Hunter starred in the 1958 musical film Damn Yankees, in which he played Joe Hardy of Washington, D.C.'s American League baseball club. The film had originally been a Broadway show, but Hunter was the only one in the film version who had not appeared in the original cast. The show was based on the 1954 best-selling book The Year the Yankees Lost the Pennant by Douglass Wallop. Hunter later said the filming was hellish because director George Abbott was only interested in recreating the stage version word for word.

Hunter appeared on Broadway once, opposite Tallulah Bankhead in Tennessee Williams' The Milk Train Doesn't Stop Here Anymore, in 1964.

For a short time in the late 1960s, after several seasons of starring in summer stock and dinner theater in shows such as Bye Bye Birdie, The Tender Trap, Under the Yum Yum Tree and West Side Story with some of the New York cast, Hunter settled in the south of France, where he acted in spaghetti westerns, including Vengeance Is My Forgiveness (1968), The Last Chance (1968) and Bridge over the Elbe (1969).

Most of Hunter's fame was found on stage, appearing notably in "Battle Cry," "The Burning Hills," "The Girl He Left Behind," and many more.

Hunter had a 1957 hit record with the song "Young Love," which was No. 1 on the Billboard Hot 100 chart for six weeks (seven weeks on the UK Chart) and became one of the larger hits of the Rock 'n' Roll era.

Hunter's failure to win the role of Tony in the film adaptation of West Side Story(1961) prompted him to agree to star in a weekly television sitcom.
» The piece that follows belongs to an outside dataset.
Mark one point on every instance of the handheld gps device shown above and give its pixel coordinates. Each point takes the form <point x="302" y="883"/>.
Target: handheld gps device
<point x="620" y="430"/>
The Tab Hunter Show had moderate ratings (due to being scheduled opposite The Ed Sullivan Show) and lasted only one season (36 episodes) but was a huge hit in the United Kingdom, where it ranked as one of the top situation comedies of the year.

In 2005, Hunter came out as gay with the publication of his autobiography Tab Hunter Confidential: The Making of a Movie Star.